Tech sector drives rise in UK revenue warnings

A surge in revenue warnings by expertise companies drove a prolific first quarter for such bulletins from UK-listed firms as financial uncertainty led to delayed and cancelled contracts.

UK-listed firms issued 75 revenue warnings within the first three months of the yr, in keeping with evaluation by EY Parthenon, their highest first-quarter quantity because the onset of the Covid pandemic in 2020.

Financial uncertainty was an element that led firms to warn on earnings, the analysis discovered, with greater than a 3rd of companies citing delayed, reviewed or cancelled contracts of their updates to buyers.

“Financial forecasts could have seen some enchancment in current months, nevertheless the extraordinary energy of headwinds over the past two years has left some companies dealing with recession-like situations,” mentioned Jo Robinson, EY-Parthenon companion.

Volatility fuelled a surge in revenue warnings within the expertise and telecoms sectors, with the quantity virtually tripling year-on-year to a three-year excessive of 16.

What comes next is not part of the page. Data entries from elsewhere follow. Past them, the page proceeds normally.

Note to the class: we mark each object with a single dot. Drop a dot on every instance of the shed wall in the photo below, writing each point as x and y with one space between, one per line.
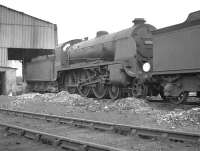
3 57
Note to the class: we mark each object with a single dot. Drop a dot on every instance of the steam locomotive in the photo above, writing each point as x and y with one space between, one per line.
138 61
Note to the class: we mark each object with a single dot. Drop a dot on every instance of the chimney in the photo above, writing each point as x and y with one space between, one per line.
85 38
101 33
138 21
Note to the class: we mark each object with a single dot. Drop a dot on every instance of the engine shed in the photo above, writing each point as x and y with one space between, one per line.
22 37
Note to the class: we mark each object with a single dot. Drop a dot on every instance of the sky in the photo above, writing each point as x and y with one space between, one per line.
83 18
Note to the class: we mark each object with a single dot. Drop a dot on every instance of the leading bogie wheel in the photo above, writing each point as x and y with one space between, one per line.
180 99
84 90
69 82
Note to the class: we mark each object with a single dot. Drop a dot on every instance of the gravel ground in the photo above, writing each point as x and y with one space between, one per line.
131 111
14 143
118 141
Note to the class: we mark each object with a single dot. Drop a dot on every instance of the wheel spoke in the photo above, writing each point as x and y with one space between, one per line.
84 90
114 92
68 84
180 99
99 90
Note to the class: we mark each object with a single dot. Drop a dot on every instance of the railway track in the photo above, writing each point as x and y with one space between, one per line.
55 140
127 130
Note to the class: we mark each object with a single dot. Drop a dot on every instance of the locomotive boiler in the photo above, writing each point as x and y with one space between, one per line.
110 65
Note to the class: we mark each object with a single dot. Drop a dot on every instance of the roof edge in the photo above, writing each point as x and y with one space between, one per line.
25 14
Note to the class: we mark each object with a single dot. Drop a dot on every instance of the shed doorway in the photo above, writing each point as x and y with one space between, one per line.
2 83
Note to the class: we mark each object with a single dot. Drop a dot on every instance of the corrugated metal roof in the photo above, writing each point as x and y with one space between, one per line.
22 13
19 30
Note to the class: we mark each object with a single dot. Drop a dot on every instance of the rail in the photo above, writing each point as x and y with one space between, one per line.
116 128
55 140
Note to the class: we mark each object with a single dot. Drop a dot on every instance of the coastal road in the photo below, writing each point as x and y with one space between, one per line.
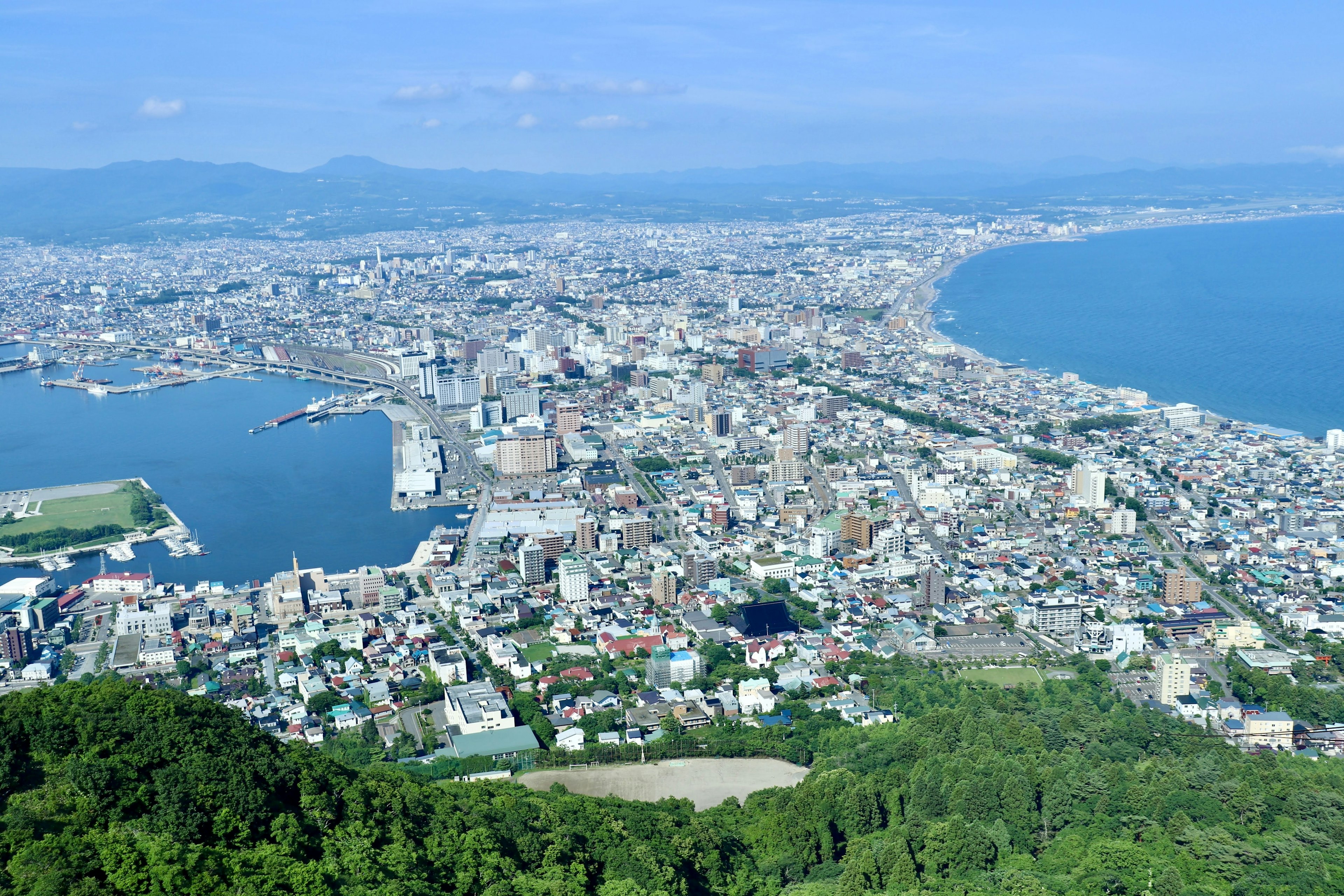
1209 592
925 527
721 475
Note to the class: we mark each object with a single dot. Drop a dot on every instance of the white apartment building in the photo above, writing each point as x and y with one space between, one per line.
1123 523
525 455
476 707
1057 614
531 561
1091 485
151 624
574 580
1172 675
457 390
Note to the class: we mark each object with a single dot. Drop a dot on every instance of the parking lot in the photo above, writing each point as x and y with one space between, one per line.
1136 686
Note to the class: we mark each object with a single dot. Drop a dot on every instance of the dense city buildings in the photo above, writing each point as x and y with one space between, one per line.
654 426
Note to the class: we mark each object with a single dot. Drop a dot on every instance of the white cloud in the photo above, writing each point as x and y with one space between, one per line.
607 123
1320 152
424 93
529 83
156 108
638 86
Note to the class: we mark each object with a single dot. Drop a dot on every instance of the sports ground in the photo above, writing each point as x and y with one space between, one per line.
78 512
1006 676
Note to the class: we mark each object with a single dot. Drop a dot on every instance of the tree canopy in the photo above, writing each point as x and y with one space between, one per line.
1050 790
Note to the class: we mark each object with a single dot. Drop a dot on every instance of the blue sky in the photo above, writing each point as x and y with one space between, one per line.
642 86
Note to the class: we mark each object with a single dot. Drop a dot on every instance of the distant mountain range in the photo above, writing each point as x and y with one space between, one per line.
136 201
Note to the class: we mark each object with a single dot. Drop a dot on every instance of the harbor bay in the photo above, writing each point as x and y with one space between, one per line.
1242 319
254 500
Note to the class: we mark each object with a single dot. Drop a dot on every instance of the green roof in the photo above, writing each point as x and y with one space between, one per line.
495 743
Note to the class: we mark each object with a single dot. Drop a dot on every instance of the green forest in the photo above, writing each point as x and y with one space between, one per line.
1056 789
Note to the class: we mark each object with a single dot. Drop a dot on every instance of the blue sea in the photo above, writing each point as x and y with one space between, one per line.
1242 319
319 491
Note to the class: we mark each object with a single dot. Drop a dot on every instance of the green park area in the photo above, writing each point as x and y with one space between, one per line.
77 514
538 652
81 520
1006 676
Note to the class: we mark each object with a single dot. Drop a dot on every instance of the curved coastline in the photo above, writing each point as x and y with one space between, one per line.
920 299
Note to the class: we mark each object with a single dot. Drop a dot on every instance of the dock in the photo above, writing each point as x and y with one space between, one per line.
178 378
283 418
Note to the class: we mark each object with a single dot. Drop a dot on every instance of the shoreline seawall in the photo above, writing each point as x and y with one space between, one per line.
920 304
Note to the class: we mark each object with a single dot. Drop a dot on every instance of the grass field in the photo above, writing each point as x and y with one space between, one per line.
77 514
1004 676
538 652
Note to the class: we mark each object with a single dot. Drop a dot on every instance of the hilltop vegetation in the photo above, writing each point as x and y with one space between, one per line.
1051 789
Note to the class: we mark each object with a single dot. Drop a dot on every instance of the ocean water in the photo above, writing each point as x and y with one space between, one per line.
1242 319
320 491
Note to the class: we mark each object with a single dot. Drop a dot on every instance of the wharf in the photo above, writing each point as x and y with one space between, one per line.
164 379
22 499
283 418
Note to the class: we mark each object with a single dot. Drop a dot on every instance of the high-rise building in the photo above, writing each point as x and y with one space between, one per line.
1123 522
1091 485
830 405
428 374
569 418
699 569
822 542
585 535
1182 589
1172 675
636 532
857 528
411 365
763 358
574 580
451 391
531 561
521 402
742 473
15 643
933 589
525 455
664 586
667 667
788 471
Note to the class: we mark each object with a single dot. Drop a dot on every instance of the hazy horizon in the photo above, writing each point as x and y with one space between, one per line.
588 88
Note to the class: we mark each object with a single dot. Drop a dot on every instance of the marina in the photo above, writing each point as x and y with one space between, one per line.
320 489
158 377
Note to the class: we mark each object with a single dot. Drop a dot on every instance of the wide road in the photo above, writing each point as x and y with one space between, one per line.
1209 592
386 379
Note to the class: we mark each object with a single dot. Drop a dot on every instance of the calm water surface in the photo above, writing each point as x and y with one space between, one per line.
1244 319
319 491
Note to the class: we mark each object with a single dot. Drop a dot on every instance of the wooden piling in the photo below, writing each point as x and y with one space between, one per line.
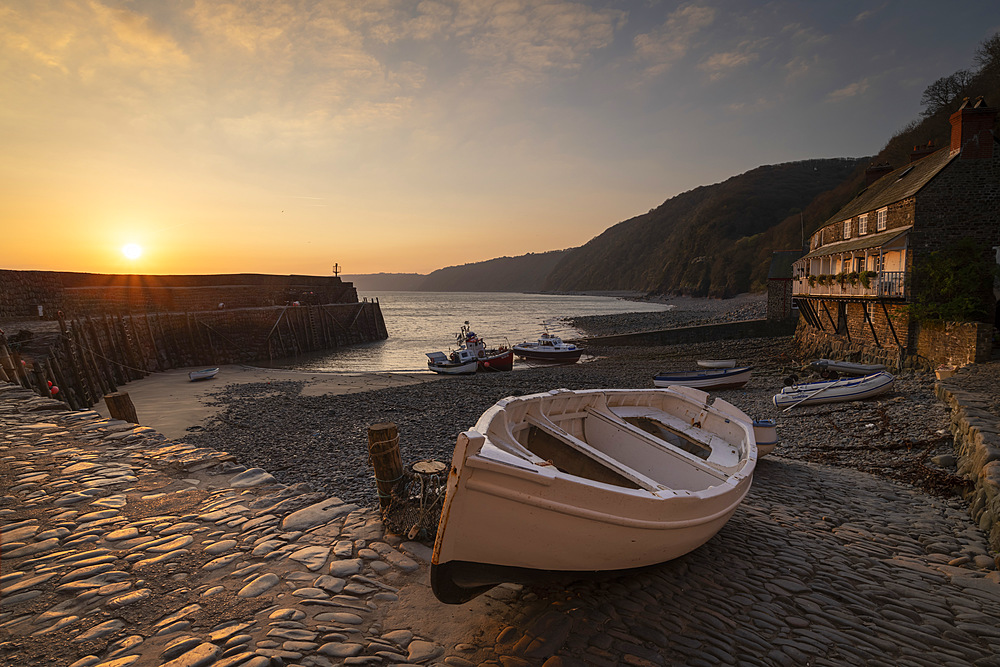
120 406
383 452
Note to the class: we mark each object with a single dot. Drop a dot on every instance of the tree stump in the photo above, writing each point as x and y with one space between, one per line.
120 406
383 452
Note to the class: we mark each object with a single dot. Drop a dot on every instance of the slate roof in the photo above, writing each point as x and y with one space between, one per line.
895 186
867 241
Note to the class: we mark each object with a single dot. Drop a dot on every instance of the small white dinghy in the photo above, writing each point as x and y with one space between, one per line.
578 482
203 374
705 378
845 367
459 362
716 363
832 391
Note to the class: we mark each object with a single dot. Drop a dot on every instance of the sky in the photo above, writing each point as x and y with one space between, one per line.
286 136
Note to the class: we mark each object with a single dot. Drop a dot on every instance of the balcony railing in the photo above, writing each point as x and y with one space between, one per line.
887 284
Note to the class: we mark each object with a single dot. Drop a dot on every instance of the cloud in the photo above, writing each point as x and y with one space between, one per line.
849 91
661 48
720 64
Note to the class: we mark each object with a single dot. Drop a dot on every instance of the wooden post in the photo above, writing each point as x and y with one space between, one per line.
41 384
383 452
120 406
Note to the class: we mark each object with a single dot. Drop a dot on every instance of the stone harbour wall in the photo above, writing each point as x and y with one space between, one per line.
22 293
977 444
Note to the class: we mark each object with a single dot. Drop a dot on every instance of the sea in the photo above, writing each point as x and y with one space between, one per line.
422 322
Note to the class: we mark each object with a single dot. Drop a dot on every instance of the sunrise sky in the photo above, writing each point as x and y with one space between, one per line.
402 136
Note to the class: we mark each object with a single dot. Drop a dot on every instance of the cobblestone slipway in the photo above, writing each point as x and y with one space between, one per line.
121 548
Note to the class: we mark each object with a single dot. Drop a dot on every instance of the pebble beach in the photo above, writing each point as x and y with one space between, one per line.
254 540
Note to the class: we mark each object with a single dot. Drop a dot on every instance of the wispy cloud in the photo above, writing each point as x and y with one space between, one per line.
849 91
659 49
719 65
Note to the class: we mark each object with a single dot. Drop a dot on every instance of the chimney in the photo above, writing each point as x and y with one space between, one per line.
920 152
876 171
972 130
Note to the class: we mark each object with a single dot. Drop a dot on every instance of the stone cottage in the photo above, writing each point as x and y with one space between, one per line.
854 283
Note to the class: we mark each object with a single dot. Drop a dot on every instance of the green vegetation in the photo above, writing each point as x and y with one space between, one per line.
954 284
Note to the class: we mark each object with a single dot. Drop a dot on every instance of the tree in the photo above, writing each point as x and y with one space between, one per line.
988 53
954 284
945 91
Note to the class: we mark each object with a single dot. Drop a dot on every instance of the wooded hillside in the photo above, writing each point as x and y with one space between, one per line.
710 241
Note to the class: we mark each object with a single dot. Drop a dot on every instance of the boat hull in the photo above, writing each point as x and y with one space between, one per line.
845 367
532 354
498 361
729 378
833 391
204 374
508 520
717 363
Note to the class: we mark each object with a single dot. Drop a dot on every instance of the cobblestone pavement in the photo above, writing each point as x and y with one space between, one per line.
121 548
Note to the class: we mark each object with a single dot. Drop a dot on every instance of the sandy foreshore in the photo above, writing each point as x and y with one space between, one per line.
175 406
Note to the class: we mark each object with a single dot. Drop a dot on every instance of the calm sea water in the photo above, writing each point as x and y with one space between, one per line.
421 322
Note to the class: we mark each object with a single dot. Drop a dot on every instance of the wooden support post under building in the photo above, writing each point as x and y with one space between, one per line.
383 452
120 406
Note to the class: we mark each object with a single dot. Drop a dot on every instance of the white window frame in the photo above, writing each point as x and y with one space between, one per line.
880 222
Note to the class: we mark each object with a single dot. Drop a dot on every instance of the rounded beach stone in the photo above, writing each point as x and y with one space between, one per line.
259 585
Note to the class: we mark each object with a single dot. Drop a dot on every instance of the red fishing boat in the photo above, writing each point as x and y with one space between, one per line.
489 358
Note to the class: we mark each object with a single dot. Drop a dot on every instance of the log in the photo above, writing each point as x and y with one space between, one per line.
120 406
383 453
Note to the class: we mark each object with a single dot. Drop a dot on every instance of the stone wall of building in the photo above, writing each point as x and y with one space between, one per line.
956 343
779 298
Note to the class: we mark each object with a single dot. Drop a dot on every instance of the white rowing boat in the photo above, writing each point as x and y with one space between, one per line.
203 374
845 367
716 363
705 378
578 482
831 391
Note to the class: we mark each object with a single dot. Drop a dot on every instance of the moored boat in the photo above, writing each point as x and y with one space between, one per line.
579 482
705 378
549 348
831 391
489 358
765 433
203 374
458 362
716 363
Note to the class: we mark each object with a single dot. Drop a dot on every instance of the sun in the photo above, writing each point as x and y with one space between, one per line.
132 250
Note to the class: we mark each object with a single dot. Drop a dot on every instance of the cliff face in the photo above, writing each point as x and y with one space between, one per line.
526 273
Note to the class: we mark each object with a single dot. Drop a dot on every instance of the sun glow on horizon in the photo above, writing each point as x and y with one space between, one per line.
132 250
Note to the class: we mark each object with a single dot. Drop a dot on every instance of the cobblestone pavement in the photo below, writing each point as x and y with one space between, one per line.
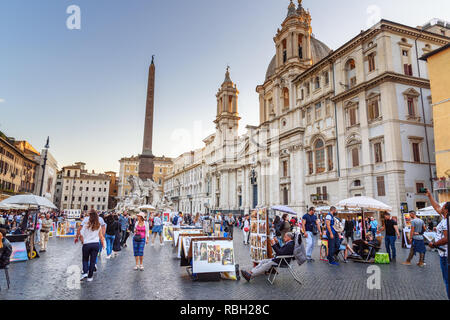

“Important disruption and uncertainty, significantly in consumer-facing markets, is having a knock-on impact on the telecoms, media and expertise sector as companies re-evaluate their price bases and delay buying choices,” mentioned Will Fisher, companion at EY.

Contract points had been talked about in 69 per cent of warnings within the sector, which was hit by rounds of cost-cutting. Elevated borrowing prices and turmoil in banking markets sparked by the collapse of technology-focused lender SVB additionally contributed to a difficult fundraising atmosphere for tech firms.

The analysis additionally highlighted a better than common market dropout charge for companies that warned on earnings a number of occasions because the begin of 2022.

Nearly 30 per cent of the 31 firms to have posted three such bulletins because the begin of final yr have delisted or are within the technique of being offered. Usually, one in 5 firms delist inside a yr of their third warning, largely due to insolvency.

A complete of 98 firms have warned on earnings greater than as soon as because the starting of final yr, in keeping with researchers. The approaching yr can be “essential” mentioned Robinson, as insolvency often spikes a couple of yr after a revenue warning peak.

The start of the yr introduced a slight reprieve for the retail sector, which in 2022 reported essentially the most revenue warnings. Retailers issued 5 within the first three months of the yr, down from 9 within the remaining quarter of final yr.

However inflation, larger borrowing prices and a tightening in shopper spending will proceed so as to add stress on a sector that’s already below stress. Almost a 3rd of the UK’s listed retailers have warned on earnings a minimum of twice since January of final yr, effectively above the 8 per cent cross-sector common.

Bar chart of Number of warnings in the first quarter showing Tech and retail companies signalled the most distress

Regardless of brightening financial knowledge equivalent to an increase in shopper confidence, companies throughout the UK risked battling finance prices and elevated working capital calls for all through 2023, Robinson warned.

Quarterly revenue warnings have remained above the 10-year quarterly common, excluding 2020, for greater than a yr. UK firms issued 305 warnings within the first three months of 2020, their highest first-quarter quantity.

“Whereas the UK economic system seems to be turning a nook, restoration will not be assured,” mentioned Robinson.